The smaller islands that are located close to the coast at the mouth of the Simsa Bay: Udobnyy, Vilkitsky (or Srednyy), Kraynyy (also known as Sliyaniye) and small Kuropachiy (known also as "Avanpost" and "Forpost"), form another subgroup that is also known as the Vilkitsky Islands (Ostrova Vil'kitskogo). These are named after geographer Boris Vilkitsky and should not be confused with the Vilkitski (or Dzhekman) Islands that are part of the Nordenskjold Archipelago or with other islands also called "Vilkitsky".

Uzbekistan Island, named after the former Uzbek Soviet Socialist Republic, has an intermediate position between the two subgroups of the Komsomolskaya Pravda Islands.

Just around the corner of the north east point of the nearby mainland lies small Fram Island (Остров Фрама; Ostrov Frama), which was named after Norwegian explorer Fridtjof Nansen's ship Fram.

==History==
These islands were first reported in 1736 by Russian explorer Vasili Pronchishchev.

In 1933 the newly formed Glavsevmorput' (Chief Administration of the Northern Sea Route) dispatched the first convoy of freighters via the Northern Sea Route to the mouth of the Lena to deliver cargoes bound for the Yakut ASSR. It consisted of three freighters and was escorted by the icebreaker Krasin. Despite heavy ice conditions in the Kara Sea two of the ships reached Tiksi, their destination, and unloaded their cargoes. The third ship, Pravda was bound for Bukhta Nordvik with an oil exploration expedition. Despite warnings, Pravda ran aground near its destination and turned back.

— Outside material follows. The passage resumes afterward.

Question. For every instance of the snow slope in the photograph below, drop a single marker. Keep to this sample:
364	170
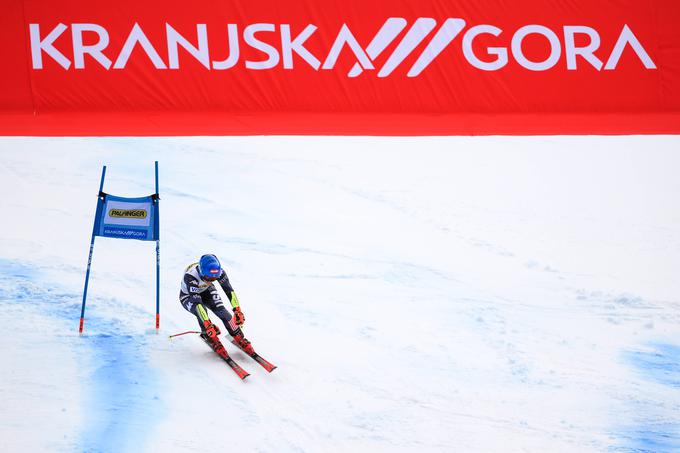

Severe ice conditions in the Vilkitsky Strait (between Severnaya Zemlya and Cape Chelyuskin), forced the three freighters of the convoy, the Pravda, the Volodarskiy and the Tovarishch Stalin to winter at Ostrov Samuila in the Komsomolskaya Pravda Islands. A shore station was built and a full scientific programme maintained all winter by N. N. Urvantsev and his wife, Dr. Yelizaveta Ivanovna. Urvantsev used the base to explore the Taymyr Peninsula.

These ships were released in the following year by Icebreaker Feodor Litke. Battering heavily the ice around the Komsomolskaya Pravda Islands for one week, the Feodor Litke finally succeeded in breaking the freighters free after carving a 10 km channel with so much effort that its hull suffered grievous damage.